The systematic search strategy led to 753 publications from the database “PubMed” and 1353 publications from the database “Web of Science” for a total of 2106 publications. Out of these, 595 publications were duplicates. The abstracts of the 1511 remaining publications were screened for eligibility according to the exclusion criteria and of those, 19 publications were considered to be of relevance for the systematic review. Out of these publications, 2 were reviews and 17 were research studies. Of those, 1 publication was a retrospective study, 1 publication was a case study, and 15 publications were experimental studies.

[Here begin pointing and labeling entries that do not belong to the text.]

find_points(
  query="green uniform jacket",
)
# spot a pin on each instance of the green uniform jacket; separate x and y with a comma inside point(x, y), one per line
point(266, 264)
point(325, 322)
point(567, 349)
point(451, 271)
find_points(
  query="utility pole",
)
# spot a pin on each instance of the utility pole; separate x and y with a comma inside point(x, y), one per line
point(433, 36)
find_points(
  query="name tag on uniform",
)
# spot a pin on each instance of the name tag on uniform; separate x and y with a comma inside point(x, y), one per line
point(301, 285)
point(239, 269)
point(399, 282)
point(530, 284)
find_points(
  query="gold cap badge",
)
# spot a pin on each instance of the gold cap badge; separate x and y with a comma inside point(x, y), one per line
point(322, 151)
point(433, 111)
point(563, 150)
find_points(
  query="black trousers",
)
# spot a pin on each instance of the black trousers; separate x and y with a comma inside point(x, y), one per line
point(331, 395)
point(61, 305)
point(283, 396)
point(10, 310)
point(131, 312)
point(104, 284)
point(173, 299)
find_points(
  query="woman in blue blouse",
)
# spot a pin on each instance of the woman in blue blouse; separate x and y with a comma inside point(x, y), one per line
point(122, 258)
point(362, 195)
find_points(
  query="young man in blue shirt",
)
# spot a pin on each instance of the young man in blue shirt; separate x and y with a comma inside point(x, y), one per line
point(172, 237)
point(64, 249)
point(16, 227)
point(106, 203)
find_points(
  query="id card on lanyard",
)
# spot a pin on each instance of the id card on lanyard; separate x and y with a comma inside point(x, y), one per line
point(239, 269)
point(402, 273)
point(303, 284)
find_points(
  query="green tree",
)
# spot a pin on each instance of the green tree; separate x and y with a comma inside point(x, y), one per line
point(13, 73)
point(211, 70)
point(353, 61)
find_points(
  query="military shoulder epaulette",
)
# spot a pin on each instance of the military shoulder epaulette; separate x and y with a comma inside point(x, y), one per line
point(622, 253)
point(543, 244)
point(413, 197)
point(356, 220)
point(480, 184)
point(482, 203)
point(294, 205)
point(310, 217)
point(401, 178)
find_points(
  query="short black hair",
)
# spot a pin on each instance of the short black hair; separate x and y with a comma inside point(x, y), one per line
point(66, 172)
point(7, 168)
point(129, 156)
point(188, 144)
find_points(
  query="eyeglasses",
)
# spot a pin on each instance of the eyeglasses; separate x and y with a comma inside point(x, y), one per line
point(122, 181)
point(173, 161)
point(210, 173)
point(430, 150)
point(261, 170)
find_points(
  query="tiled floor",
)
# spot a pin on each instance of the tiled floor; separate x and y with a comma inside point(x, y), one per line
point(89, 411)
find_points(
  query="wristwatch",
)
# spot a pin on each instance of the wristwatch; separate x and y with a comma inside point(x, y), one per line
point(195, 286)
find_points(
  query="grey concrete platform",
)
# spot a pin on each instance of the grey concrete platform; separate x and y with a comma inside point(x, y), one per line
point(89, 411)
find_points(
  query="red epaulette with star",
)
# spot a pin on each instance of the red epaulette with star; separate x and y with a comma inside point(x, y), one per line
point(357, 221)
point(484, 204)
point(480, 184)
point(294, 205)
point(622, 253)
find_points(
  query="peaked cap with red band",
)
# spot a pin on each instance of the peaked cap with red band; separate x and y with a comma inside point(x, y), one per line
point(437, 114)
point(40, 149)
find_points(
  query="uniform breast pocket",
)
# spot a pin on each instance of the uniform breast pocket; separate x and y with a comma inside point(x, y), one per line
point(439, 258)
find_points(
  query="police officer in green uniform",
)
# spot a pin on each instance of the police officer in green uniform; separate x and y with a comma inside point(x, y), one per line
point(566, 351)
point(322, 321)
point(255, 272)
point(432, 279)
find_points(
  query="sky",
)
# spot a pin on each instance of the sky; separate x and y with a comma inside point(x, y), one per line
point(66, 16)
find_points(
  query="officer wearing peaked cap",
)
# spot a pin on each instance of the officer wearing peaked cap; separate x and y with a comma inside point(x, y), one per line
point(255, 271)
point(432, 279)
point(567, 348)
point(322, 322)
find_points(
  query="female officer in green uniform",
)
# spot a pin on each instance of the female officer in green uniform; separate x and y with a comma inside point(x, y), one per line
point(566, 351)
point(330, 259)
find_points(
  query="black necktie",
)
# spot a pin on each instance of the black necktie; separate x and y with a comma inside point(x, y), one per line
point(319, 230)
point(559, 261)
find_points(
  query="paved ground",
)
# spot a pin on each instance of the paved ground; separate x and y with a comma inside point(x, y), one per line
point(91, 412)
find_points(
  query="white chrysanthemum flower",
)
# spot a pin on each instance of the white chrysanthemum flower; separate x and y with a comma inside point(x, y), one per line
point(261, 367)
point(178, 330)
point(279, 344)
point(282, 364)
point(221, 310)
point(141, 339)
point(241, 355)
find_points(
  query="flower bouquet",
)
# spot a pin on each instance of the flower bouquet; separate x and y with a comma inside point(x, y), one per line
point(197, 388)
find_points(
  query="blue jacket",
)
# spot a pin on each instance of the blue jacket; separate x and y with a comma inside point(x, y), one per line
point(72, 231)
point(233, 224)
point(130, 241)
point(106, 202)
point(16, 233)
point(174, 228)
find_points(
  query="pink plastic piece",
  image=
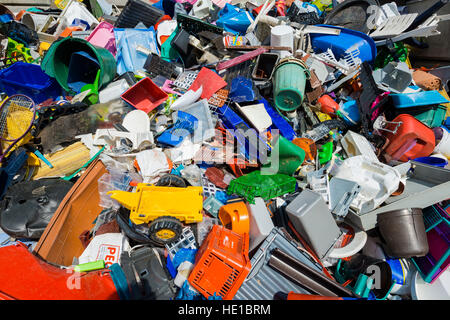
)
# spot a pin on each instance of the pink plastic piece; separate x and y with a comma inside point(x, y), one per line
point(166, 87)
point(220, 3)
point(103, 36)
point(240, 59)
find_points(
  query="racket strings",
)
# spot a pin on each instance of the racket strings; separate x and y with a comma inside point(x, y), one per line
point(16, 118)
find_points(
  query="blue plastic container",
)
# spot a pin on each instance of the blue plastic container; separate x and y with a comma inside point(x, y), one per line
point(416, 99)
point(434, 161)
point(347, 40)
point(30, 80)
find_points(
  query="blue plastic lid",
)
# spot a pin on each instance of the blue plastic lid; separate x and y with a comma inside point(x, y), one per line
point(415, 99)
point(343, 42)
point(434, 161)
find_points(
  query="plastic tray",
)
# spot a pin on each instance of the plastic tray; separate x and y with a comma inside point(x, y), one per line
point(144, 95)
point(30, 80)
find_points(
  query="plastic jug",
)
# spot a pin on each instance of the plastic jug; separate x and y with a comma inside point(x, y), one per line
point(408, 138)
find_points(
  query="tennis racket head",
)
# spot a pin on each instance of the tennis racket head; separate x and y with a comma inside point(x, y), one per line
point(17, 116)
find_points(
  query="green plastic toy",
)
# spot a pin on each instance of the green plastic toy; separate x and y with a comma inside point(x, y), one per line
point(256, 184)
point(326, 152)
point(290, 156)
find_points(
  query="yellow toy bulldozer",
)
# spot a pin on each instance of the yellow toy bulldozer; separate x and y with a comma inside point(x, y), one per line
point(165, 208)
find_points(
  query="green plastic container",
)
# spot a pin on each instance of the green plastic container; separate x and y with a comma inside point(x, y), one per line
point(289, 81)
point(255, 184)
point(290, 156)
point(56, 61)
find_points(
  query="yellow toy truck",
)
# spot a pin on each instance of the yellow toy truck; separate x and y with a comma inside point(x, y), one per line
point(165, 208)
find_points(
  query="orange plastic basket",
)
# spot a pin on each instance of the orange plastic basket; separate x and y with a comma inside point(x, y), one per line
point(222, 263)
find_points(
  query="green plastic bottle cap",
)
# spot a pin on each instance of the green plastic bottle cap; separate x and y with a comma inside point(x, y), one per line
point(90, 266)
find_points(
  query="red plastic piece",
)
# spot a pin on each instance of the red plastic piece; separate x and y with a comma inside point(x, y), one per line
point(145, 95)
point(221, 264)
point(210, 81)
point(412, 140)
point(299, 296)
point(240, 59)
point(281, 8)
point(328, 105)
point(24, 276)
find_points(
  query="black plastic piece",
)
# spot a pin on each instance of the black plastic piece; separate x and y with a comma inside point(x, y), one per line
point(351, 14)
point(136, 11)
point(157, 66)
point(308, 18)
point(14, 163)
point(21, 33)
point(368, 95)
point(181, 42)
point(146, 276)
point(28, 207)
point(306, 276)
point(194, 25)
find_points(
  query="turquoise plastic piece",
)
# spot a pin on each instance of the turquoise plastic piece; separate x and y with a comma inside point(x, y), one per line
point(289, 81)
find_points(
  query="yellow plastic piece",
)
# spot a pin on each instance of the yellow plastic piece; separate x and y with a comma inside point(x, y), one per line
point(235, 216)
point(323, 116)
point(165, 234)
point(150, 202)
point(447, 105)
point(64, 162)
point(43, 46)
point(33, 160)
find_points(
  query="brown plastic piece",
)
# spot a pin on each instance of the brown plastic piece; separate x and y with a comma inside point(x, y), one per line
point(77, 212)
point(426, 80)
point(216, 176)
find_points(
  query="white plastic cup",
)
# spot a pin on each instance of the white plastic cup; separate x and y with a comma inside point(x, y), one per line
point(282, 36)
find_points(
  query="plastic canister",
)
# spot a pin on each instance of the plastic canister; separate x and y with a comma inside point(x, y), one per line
point(328, 105)
point(412, 139)
point(403, 233)
point(438, 290)
point(442, 141)
point(289, 81)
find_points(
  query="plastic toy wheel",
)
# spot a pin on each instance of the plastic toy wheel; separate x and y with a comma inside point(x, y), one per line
point(164, 230)
point(171, 180)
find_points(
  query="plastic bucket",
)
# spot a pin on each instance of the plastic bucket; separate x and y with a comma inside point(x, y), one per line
point(57, 60)
point(403, 232)
point(289, 81)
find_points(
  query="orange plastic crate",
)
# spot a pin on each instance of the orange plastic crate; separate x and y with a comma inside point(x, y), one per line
point(221, 264)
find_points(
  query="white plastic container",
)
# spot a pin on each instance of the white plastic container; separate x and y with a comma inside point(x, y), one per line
point(355, 144)
point(282, 36)
point(377, 180)
point(260, 222)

3.2. Characteristics of the Publications

Figure 1 and Table 2 and Table 3 provide the general characteristics of the 19 publications obtained from the search. Information on year of publication, journal, animal species studied, country of the study, and country of the first author main affiliation are described. The earliest publication was published in 2009, while all the remaining 18 publications were published starting from 2015 onward with 66.7% of them published between 2015 and 2019 and 33.3% of them only in the last two years (i.e., 2020–2021).
The most studied animal species was elephant (36.8%) followed by primate species (e.g., gorilla, orangutan, and lemur – 21%) with 21% of the publications investigating more than one species. Specifically, mammals – class: Mammalia – was the group mainly represented in the publications (89.5%) followed by birds – class: Aves (21%). The leading peer-reviewed journals with the highest percentage of publications were Zoo Biology (31.5%) and Animals (26.1%), representing together more than half of the total publications. The most represented country of the study and first author main affiliation was USA (63.1%) followed by Australia (10.5%).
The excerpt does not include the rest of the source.